Diese von der Rechtsprechung erarbeiteten Voraussetzungen sind im vorliegenden Falle gegeben. Als der Kläger am
Abend des 28. Oktober 1991 die Anweisung bekam, am nächsten Morgen um 6.00 Uhr zur Frühschicht zu kommen,
befand sich nach seinen glaubhaften und von der Beklagten nicht bestrittenen Angaben die Tankanzeige im roten
Bereich. Seit wann dies der Fall war, weiß der Kläger nicht mehr. Darauf kommt es hier jedoch auch nicht an, denn
die unvorhersehbare Notwendigkeit zu Tanken ergab sich für den Kläger nicht unmittelbar daraus, daß er mit der
Tankreserve fuhr. Er war davon ausgegangen, daß der Tankinhalt jedenfalls noch für die Rückfahrt ausreichen würde,
neu Auftanken wollte er am nächsten Morgen. Dieses Vorhaben war jedoch wegen des geänderten Arbeitsbeginnes
am nächsten Tag nicht mehr durchzuführen. Das noch vorhandene Benzin im Reservetank mußte deshalb nicht nur
für die Heimfahrt am Abend des 28. Oktobers 1991, sondern auch für den Weg zu und von der Arbeitsstelle am
nächsten Tag reichen.
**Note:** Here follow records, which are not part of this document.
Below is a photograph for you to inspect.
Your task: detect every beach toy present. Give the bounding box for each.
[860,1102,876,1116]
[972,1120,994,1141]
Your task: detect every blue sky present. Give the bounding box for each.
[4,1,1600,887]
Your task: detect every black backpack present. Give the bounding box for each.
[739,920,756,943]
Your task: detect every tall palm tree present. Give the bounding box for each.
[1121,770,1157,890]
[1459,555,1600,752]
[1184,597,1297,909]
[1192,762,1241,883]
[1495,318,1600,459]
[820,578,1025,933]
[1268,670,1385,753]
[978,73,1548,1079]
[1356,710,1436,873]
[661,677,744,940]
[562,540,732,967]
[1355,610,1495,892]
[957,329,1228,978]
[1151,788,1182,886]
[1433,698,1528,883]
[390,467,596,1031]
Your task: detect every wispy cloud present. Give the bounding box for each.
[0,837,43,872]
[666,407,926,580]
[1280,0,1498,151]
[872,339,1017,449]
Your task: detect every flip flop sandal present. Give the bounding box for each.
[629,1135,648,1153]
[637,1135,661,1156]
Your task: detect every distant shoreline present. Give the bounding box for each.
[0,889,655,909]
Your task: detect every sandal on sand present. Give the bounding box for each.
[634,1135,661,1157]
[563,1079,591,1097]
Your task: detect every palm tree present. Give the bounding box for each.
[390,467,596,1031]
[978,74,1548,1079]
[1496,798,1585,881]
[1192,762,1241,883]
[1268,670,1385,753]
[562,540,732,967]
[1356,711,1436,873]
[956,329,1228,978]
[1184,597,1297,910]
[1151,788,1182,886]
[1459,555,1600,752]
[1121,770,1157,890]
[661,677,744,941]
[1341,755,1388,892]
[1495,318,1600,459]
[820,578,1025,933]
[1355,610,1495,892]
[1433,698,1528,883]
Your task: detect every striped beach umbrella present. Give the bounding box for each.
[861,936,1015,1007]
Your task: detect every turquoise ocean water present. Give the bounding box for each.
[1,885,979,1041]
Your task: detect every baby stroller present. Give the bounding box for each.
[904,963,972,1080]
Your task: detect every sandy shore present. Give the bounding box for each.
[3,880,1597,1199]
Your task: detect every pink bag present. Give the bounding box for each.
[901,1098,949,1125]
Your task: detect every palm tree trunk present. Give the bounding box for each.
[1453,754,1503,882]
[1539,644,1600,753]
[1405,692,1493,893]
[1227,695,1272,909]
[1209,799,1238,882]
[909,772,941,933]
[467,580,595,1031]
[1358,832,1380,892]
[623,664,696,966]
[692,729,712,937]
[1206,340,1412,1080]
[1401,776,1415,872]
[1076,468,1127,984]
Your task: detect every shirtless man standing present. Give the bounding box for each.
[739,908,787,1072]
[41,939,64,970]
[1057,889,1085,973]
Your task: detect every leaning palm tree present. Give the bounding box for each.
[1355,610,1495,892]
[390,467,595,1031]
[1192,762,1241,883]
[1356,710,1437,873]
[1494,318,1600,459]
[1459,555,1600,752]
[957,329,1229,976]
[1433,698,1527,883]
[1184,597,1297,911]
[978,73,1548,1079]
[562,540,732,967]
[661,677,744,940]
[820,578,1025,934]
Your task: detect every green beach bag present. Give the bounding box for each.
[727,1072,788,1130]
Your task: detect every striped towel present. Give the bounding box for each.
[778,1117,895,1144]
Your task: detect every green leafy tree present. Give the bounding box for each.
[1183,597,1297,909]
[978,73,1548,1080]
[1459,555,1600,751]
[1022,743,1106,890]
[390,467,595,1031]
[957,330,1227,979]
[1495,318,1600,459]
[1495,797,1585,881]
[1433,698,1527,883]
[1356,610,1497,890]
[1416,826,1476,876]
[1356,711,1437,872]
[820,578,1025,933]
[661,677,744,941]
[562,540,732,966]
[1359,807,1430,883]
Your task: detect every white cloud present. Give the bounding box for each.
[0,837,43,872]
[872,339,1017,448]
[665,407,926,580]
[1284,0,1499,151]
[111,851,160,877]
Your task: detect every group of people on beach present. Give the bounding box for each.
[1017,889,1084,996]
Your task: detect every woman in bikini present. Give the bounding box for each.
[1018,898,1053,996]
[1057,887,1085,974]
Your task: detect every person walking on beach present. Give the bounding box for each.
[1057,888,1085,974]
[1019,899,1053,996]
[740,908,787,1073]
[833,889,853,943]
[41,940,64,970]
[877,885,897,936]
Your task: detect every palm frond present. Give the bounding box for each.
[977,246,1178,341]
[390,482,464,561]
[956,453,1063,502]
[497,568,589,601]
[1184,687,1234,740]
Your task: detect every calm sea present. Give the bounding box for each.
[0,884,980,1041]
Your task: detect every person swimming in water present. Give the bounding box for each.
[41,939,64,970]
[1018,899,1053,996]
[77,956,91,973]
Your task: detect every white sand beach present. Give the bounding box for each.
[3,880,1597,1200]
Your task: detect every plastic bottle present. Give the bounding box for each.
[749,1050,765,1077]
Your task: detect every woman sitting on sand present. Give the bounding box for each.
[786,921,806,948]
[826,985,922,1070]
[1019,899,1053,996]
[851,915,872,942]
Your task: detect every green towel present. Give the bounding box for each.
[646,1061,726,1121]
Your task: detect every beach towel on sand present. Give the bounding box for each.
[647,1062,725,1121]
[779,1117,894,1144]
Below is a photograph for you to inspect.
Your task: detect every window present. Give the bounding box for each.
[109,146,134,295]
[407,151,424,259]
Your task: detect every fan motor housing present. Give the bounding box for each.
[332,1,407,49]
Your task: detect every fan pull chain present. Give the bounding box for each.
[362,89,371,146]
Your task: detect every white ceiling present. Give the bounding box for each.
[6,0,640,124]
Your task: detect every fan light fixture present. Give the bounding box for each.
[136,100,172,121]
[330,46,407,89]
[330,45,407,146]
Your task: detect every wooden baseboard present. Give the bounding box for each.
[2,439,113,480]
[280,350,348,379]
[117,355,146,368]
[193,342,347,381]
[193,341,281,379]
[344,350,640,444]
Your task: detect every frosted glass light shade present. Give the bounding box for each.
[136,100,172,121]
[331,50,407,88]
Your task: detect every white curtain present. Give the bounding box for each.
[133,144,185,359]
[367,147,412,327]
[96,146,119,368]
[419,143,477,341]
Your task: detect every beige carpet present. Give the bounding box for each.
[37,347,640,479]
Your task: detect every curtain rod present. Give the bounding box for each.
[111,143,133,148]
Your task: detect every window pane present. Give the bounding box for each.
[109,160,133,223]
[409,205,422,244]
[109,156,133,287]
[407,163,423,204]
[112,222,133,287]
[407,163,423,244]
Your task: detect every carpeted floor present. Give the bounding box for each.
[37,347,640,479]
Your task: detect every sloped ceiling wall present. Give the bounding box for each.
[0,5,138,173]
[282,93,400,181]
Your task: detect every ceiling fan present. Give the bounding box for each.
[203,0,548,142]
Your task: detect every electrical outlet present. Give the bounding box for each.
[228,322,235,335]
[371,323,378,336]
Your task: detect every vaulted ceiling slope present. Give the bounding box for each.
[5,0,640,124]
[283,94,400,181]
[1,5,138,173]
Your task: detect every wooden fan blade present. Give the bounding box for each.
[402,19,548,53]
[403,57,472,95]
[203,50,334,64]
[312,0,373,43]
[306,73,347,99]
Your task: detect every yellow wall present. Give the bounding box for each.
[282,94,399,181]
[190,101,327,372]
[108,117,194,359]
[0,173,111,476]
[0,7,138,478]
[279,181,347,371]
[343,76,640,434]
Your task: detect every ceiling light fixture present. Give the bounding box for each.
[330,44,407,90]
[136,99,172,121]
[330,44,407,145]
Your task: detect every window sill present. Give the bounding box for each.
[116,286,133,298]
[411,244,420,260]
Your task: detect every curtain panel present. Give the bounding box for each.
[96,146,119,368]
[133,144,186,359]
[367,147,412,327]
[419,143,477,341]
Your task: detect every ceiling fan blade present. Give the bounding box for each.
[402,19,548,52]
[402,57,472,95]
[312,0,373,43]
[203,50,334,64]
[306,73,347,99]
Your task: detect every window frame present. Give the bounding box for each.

Da die Verlegung der Schicht für den Kläger unerwartet kam und er nun befürchten mußte, für
den nächsten Tag nicht mehr genügend Benzin zu haben, konnte er davon ausgehen, daß das Nachtanken am
gleichen Abend unternehmensdienlich war. Der Weg zur nächsten Tankstelle nach war somit versichert.
Nachdem die dortige Automatentankstelle nach dem glaubhaften und von der Beklagten nicht widersprochenen
Vorbringen des Klägers versagte, entschloß er sich, zur dann nächsten Nachttankstelle an der Autobahnausfahrt in zu
fahren. Er wählte dazu die Kreisstraße 17, auf der es mit 20 Km genauso weit ist, wie auf der Bundesstraße 62.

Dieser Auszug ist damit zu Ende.